A powerful but underutilized feature allowing conversation restoration:

  • Conversation-only restore: Clean polluted discussions, preserve code
  • Full restore: Revert both conversation and code to previous state

KEY INSIGHT: Treat context as a finite resource. Irrelevant tokens actively impair performance. Rigorous hygiene practices significantly enhance results.

Default Behavior

Claude spawns Sonnet or Haiku subagents by default, even for knowledge-intensive tasks that would benefit from more capable models. You must take explicit control over subagent selection.

Actionable Steps

  1. 1. Force Opus for complex tasks — Add "Always launch opus subagents" to config for knowledge-intensive work
  2. 2. Monitor activity — Track which subagents spawn, their tasks, and completion status
  3. 3. Keep tasks focused — One clear objective per subagent with well-defined inputs/outputs
  4. 4. Parallelize work — Spawn multiple independent subagents to maintain clean contexts
  5. 5. Prioritize quantity over load — More subagents >> More tasks per subagent

Critical Warnings

Hallucination chains

Subagent-to-subagent info passing can compound errors. Use deterministic verification between handoffs.

Subagent overload

Multiple unrelated tasks create context pollution.

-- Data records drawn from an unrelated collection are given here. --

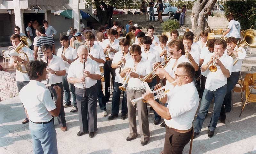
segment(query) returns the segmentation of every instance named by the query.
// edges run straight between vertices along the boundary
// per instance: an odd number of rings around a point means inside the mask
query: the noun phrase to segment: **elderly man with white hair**
[[[89,131],[89,137],[92,138],[98,129],[96,84],[101,76],[98,64],[87,58],[88,51],[84,46],[78,48],[78,58],[70,64],[67,78],[76,87],[80,127],[77,135],[80,136]]]

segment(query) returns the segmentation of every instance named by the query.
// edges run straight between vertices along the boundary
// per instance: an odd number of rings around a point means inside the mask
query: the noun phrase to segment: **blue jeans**
[[[239,79],[240,72],[232,72],[229,78],[227,79],[227,93],[224,98],[220,111],[220,117],[221,120],[226,119],[226,112],[229,112],[231,111],[231,91],[236,86]]]
[[[64,93],[65,94],[65,102],[67,105],[70,104],[71,103],[70,101],[71,95],[72,94],[73,97],[73,102],[72,105],[75,107],[76,107],[76,90],[74,84],[70,83],[68,82],[67,76],[68,74],[65,76],[62,76],[62,83],[63,84],[63,88],[64,90]]]
[[[211,131],[214,131],[216,128],[226,91],[227,84],[217,89],[215,91],[209,90],[207,89],[204,89],[202,97],[200,109],[197,114],[195,125],[195,132],[199,133],[201,131],[204,121],[208,112],[211,102],[213,98],[213,113],[208,128]]]
[[[112,114],[117,115],[119,113],[119,106],[120,105],[120,95],[122,91],[119,89],[118,87],[122,86],[123,84],[115,82],[114,83],[114,88],[113,91],[113,96],[112,97]],[[125,86],[126,87],[126,86]],[[126,100],[126,92],[123,91],[122,107],[122,115],[127,114],[127,100]]]
[[[56,130],[52,122],[37,124],[30,122],[29,130],[35,154],[58,153]]]
[[[150,14],[150,19],[149,19],[149,20],[150,21],[152,20],[152,17],[153,17],[153,20],[155,21],[155,15],[154,14],[154,7],[152,7],[152,8],[151,8],[151,7],[149,7],[149,14]]]

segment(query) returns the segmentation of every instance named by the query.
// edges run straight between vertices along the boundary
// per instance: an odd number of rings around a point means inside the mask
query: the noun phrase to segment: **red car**
[[[100,8],[103,10],[104,10],[104,8],[103,8],[103,7],[101,6]],[[123,11],[120,11],[116,9],[116,8],[114,8],[114,10],[113,10],[113,14],[124,14],[124,12]],[[95,11],[94,11],[94,13],[93,13],[93,14],[95,15],[95,16],[97,15],[97,11],[95,10]]]

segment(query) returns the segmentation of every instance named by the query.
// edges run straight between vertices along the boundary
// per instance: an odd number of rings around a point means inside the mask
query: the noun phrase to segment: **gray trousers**
[[[147,113],[147,104],[144,103],[142,100],[137,102],[134,106],[132,103],[131,100],[133,100],[142,96],[145,93],[144,89],[135,90],[127,88],[127,106],[128,109],[128,120],[129,122],[130,134],[129,137],[133,138],[138,135],[137,124],[136,123],[136,106],[138,108],[139,116],[139,124],[140,131],[140,138],[142,141],[145,142],[149,139],[149,126],[148,118]]]
[[[52,84],[50,86],[48,87],[48,89],[49,89],[50,92],[51,92],[52,98],[53,97],[55,102],[57,102],[57,93],[56,93],[56,91],[55,91],[55,89],[53,88],[54,86],[58,86],[61,88],[61,103],[60,103],[61,105],[60,111],[59,116],[57,117],[57,119],[59,123],[61,122],[63,127],[66,127],[67,122],[66,122],[66,119],[65,119],[65,111],[64,110],[64,106],[63,106],[63,94],[64,92],[63,86],[62,86],[62,83],[60,82],[56,84]],[[52,119],[53,120],[52,121],[53,123],[54,123],[54,118],[53,118]]]
[[[86,96],[83,97],[84,89],[76,87],[80,131],[94,132],[97,127],[97,87],[96,84],[86,89]]]

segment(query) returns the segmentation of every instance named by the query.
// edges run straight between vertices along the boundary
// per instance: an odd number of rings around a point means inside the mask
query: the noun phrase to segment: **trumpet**
[[[217,60],[219,58],[219,54],[217,56],[215,56],[215,58],[213,60],[213,61],[212,63],[209,66],[209,70],[212,72],[215,72],[217,71],[218,69],[217,66],[216,66],[216,64],[217,63]]]
[[[135,60],[134,60],[135,61]],[[133,61],[133,63],[134,63],[134,61]],[[125,85],[126,83],[128,83],[128,81],[129,81],[129,79],[130,79],[130,78],[131,77],[131,73],[133,71],[133,69],[134,69],[134,67],[135,66],[135,64],[133,64],[133,66],[132,66],[132,68],[131,70],[130,71],[129,73],[128,73],[124,77],[124,84],[123,84],[122,86],[119,86],[118,87],[118,88],[119,89],[121,90],[123,90],[123,91],[126,91],[126,88],[125,88]]]

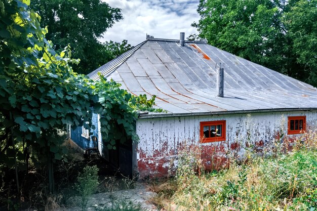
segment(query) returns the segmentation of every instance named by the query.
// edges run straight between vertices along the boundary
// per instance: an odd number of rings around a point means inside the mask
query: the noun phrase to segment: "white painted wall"
[[[224,144],[229,147],[231,143],[237,142],[243,147],[248,138],[251,144],[260,141],[271,142],[277,131],[282,130],[287,133],[288,116],[302,115],[306,117],[307,129],[316,128],[316,110],[138,119],[136,129],[140,141],[136,157],[139,159],[173,155],[180,144],[199,143],[201,121],[225,120],[226,124],[225,141],[201,144]],[[249,137],[248,130],[251,134]]]

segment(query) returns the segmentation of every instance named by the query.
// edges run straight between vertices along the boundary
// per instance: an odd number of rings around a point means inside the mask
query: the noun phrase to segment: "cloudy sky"
[[[127,39],[133,46],[145,40],[147,33],[155,38],[179,39],[197,33],[190,26],[197,22],[199,0],[103,0],[121,9],[124,19],[109,29],[100,41],[121,42]]]

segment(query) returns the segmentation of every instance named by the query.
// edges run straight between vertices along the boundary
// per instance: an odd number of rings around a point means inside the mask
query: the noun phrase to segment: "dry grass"
[[[299,137],[288,153],[278,147],[270,157],[253,155],[247,163],[232,160],[228,169],[201,174],[186,164],[199,163],[196,153],[183,152],[176,176],[151,185],[158,194],[152,202],[166,210],[317,210],[316,133]]]

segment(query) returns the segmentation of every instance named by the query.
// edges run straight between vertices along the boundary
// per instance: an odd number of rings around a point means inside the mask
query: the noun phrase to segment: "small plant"
[[[111,203],[111,206],[102,207],[95,206],[96,211],[141,211],[140,203],[135,204],[133,201],[120,200]]]
[[[98,172],[99,170],[96,165],[86,166],[80,173],[77,178],[77,190],[82,196],[82,210],[86,208],[88,197],[96,191],[98,185]]]
[[[59,207],[62,196],[61,195],[51,195],[46,199],[45,211],[52,211]]]

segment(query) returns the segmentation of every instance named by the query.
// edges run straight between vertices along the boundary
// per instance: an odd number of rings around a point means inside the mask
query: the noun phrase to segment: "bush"
[[[88,197],[96,191],[98,185],[97,166],[86,166],[82,173],[79,173],[77,178],[77,190],[82,196],[82,209],[86,209]]]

Split into separate focused agents.

Model mismatch

Complex reasoning delegated to lighter models produces inferior results.

Core Principle

Context windows are finite resources. Rather than accumulating tools, ruthlessly evaluate whether each integration genuinely justifies its token consumption.

Recommended Essentials

Context7 MCP

Provides current framework documentation. Prevents reliance on outdated training data and reduces API hallucinations.

Dev Browser / Playwright MCP

Enables browser automation and visual debugging. Dev Browser is preferable for faster execution.

Implementation

  • Audit existing tools weekly to identify unused integrations
  • Evaluate whether new tools warrant the overhead
  • Start minimally with only Context7 and Dev Browser
  • Monitor when context limitations actually emerge
  • Leverage Claude's native capabilities before seeking MCPs

KEY INSIGHT: Constraint as opportunity—a streamlined toolkit preserves context capacity for actual problem-solving.

Two Observations

Speaking is 3-4x faster

Voice captures nuance better than typing for most people

Automation potential

Prompt engineering follows repeatable patterns with templatable structures

Reprompter Workflow

  1. 1. Activate via keybind
  2. 2. Dictate requirements verbally
  3. 3. System poses clarifying questions
  4. 4. Provide voice answers
  5. 5. Automated generation of structured prompt with XML tags, role assignments, embedded best practices

Alternative Approaches

Option 1: Reprompter system

Voice capture + global keybind + template-based enhancement + fast model processing

Option 2: Model interviews

"Instead of trying to write the perfect prompt upfront, ask the model to interview you about what you want"

KEY INSIGHT: Eliminate manual prompt typing. Leverage voice input or conversational interviews to focus on solving actual problems instead of formatting.